Manage episode 258367807 series 2361119
The rapid closures of borders around the world have been among the most dramatic migration-related effects of the COVID-19 pandemic. More than 130 countries have introduced entry restrictions at their borders, the International Organization for Migration (IOM) estimates. While these closures have virtually suspended leisure and business travel across the world, the effects are proving even more severe for refugees and migrants fleeing danger. Crossing an international border to a country of safety and filing an asylum claim is no longer possible in many places—a seismic shock to the foundations of a post-World War II international protection system that relies on the goodwill of national governments to grant access to their territory for those in need.
The pandemic has also placed into stark relief the unique vulnerabilities forced migrants now confront in the face of outbreak. The reception facilities where many asylum seekers live while awaiting a verdict on their claim invite outbreaks, even in high-income countries with well-run asylum and reception systems. Infection is likely to spread even more rapidly in severely overcrowded facilities, such as the camps on the Greek islands and informal settlements in Mexican border cities where migrants awaiting U.S. asylum hearings are massed. In developing countries where access to proper health care is limited even for nationals, the consequences of the pandemic could be disastrous for refugees who often live in densely packed housing with poor sanitation. At the same time, the suspension of resettlement operations by IOM and the UN High Commissioner for Refugees has closed off a crucial lifeline for the especially vulnerable.

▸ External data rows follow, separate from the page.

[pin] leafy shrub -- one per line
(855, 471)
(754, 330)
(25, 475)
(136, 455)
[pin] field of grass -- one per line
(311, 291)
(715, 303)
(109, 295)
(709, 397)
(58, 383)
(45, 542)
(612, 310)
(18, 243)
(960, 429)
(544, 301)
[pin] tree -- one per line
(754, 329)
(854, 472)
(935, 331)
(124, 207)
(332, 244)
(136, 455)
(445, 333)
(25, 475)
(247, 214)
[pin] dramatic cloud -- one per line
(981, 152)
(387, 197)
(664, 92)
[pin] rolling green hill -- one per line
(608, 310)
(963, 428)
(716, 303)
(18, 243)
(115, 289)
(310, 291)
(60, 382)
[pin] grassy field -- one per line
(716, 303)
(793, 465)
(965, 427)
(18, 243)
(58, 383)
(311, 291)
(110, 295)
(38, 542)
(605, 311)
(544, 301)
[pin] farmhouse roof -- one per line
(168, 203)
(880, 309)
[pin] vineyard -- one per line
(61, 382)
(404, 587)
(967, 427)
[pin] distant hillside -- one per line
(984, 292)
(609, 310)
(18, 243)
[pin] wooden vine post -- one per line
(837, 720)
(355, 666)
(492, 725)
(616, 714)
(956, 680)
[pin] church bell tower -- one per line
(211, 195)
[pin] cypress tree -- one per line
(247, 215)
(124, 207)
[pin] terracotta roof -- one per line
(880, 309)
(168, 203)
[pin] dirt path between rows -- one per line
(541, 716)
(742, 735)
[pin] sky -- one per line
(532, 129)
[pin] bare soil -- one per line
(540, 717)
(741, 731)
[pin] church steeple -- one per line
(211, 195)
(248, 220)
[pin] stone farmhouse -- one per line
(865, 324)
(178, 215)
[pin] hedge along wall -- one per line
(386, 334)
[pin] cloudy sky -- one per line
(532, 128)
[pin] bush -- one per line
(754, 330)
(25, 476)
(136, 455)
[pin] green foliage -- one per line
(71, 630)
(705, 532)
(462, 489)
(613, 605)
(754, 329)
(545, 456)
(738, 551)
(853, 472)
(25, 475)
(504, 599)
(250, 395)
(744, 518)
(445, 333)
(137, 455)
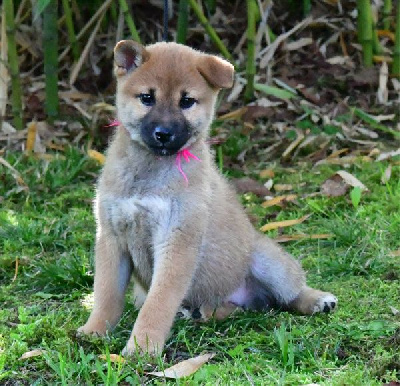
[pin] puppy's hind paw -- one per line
(326, 303)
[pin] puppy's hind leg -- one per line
(284, 279)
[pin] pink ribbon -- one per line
(114, 122)
(186, 155)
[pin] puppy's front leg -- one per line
(112, 273)
(174, 266)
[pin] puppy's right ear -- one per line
(128, 56)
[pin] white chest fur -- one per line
(125, 215)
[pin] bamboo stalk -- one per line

Speakers on this webinar consider how the COVID-19 pandemic has affected—and perhaps, remade—the global protection systems. Meghan Benton, Director for Research of MPI’s International Program, is joined by MPI colleagues, Kathleen Newland, Hanne Beirens, Sarah Pierce, and Susan Fratzke, for a free-flowing conversation regarding the effects of the pandemic on asylum systems in Europe and North America, as well as those in developing regions, where 85 percent of refugees remain. In addition to considering the immediate effects the crisis has had on national asylum systems and on refugees themselves, the conversation looks ahead and begin to assess the implications for the principle of asylum and access to protection in the future.